I attended the 8th Annual Roger Revelle Commemorative Lecture at the Smithsonian on March 5th entitled “What Corals Are Dying To Tell Us About CO2 and Ocean Acidification.” Ken Caldeira, the presenter, spoke to about 500 people in a packed auditorium about the current trends worldwide in coral reef health. He expressed concern that although popular media talks about the effect CO2 has on the air, there isn’t much spoken about the effect CO2 has on the oceans. And the oceans are not an indefinite sink for CO2.
Carbon Dioxide deposits in the oceans and the molecules bind with the water molecules to create Carbonic Acid. If there is too much Carbonic Acid, it can change the pH of water and is corrosive to the shells and skeletons of marine organisms coated or composed of calcium carbonate, such as corals. The acid literally eats away at the organism.

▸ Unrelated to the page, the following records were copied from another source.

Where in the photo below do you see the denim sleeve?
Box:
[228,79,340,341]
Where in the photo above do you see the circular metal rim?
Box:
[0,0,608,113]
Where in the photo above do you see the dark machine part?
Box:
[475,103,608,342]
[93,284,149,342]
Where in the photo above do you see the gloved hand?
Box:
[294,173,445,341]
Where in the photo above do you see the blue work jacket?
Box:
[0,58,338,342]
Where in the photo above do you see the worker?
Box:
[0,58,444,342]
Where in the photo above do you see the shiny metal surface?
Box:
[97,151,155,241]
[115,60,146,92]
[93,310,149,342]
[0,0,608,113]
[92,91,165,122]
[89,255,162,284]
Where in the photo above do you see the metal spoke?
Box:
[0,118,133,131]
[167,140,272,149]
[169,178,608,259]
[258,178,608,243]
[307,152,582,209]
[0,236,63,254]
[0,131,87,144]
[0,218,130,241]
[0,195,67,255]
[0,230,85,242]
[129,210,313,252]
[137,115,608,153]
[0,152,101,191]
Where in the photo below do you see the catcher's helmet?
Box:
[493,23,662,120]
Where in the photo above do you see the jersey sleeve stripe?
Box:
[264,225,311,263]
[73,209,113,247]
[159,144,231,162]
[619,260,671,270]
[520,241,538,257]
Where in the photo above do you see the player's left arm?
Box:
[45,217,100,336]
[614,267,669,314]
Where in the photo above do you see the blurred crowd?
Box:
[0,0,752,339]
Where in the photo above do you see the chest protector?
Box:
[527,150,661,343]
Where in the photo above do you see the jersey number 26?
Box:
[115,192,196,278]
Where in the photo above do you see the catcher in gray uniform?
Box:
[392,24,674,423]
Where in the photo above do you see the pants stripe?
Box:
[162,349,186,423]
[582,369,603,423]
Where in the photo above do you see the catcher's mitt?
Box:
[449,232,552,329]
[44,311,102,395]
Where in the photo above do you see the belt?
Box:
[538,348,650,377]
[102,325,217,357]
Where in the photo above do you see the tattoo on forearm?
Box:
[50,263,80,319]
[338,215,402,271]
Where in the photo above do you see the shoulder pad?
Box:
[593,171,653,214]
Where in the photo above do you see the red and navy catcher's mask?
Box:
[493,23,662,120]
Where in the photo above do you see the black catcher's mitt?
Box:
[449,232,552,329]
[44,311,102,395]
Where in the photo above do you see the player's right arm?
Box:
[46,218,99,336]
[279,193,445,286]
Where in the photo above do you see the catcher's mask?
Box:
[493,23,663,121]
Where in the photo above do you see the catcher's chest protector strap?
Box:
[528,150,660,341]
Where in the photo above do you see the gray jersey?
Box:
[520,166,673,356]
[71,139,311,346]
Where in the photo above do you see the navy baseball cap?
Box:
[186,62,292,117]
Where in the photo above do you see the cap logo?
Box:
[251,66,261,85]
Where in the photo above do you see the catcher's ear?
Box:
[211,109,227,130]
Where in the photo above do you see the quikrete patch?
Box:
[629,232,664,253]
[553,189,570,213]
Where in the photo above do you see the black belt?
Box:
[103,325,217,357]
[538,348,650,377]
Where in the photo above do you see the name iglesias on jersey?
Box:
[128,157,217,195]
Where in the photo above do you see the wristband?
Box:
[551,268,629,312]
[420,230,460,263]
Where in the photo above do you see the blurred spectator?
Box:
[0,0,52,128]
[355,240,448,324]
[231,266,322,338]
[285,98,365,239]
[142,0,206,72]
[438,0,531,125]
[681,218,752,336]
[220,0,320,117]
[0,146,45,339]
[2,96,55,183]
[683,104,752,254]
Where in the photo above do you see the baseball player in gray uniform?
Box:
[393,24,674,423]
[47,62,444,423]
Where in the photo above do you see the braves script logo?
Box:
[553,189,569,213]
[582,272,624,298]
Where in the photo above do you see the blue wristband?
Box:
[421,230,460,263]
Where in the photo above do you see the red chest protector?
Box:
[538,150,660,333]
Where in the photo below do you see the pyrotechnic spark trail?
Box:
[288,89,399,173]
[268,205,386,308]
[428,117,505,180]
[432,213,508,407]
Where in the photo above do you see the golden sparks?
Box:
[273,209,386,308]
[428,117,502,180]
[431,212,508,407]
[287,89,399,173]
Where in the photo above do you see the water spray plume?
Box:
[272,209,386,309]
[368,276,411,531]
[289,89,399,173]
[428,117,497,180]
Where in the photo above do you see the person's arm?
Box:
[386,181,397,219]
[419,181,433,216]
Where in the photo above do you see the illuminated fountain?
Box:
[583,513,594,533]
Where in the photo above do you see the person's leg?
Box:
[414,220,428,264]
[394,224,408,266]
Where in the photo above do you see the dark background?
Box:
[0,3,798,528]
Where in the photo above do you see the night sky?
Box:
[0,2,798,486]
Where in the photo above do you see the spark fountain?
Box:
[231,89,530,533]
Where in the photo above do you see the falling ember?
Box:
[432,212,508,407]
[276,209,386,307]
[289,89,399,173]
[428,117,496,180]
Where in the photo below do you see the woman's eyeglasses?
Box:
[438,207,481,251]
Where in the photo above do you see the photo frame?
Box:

Why is this important? As pollution increases in our global ecosystems, biodiversity is reduced and food chains can be disrupted. In the case of corals, they are the food source, breeding ground, and home for a whole system of organisms, the diversity of which is sometimes compared with rainforests. If the current deposition trend continues, oceans will loose not only corals, but the ecosystem that corals sustain as well.
Visible loss of coral has been recorded worldwide. Though CO2 exacerbates the destruction of corals, it is not the only factor. Eutrophication, temperature changes, and human development have also taken their toll. It will take tens of thousands of years for the oceans to recover chemically to normal levels. The current situation of CO2 deposition in the oceans can be compared with the meteorite theorized to have hit in the Yucatan 65 million years ago that caused a great amount of chemical change in the ocean (along with temperature change) and resulted in a biological impact from which the corals did not recover for 10 million years.
The solution offered by Dr. Caldeira was two-fold. More research must be done on the oceans, we currently know so little about the effects of long lasting events. And we must change our current energy production and consumption. The average American is responsible for producing 120 pounds of CO2 per day, 40 pounds of which deposit in the oceans. This is five times the global average. Natural release of CO2 is 50-70 times less than this. This is yet another reason we as a global community need to take energy production alternatives seriously and move away from our dependency on fossil fuels.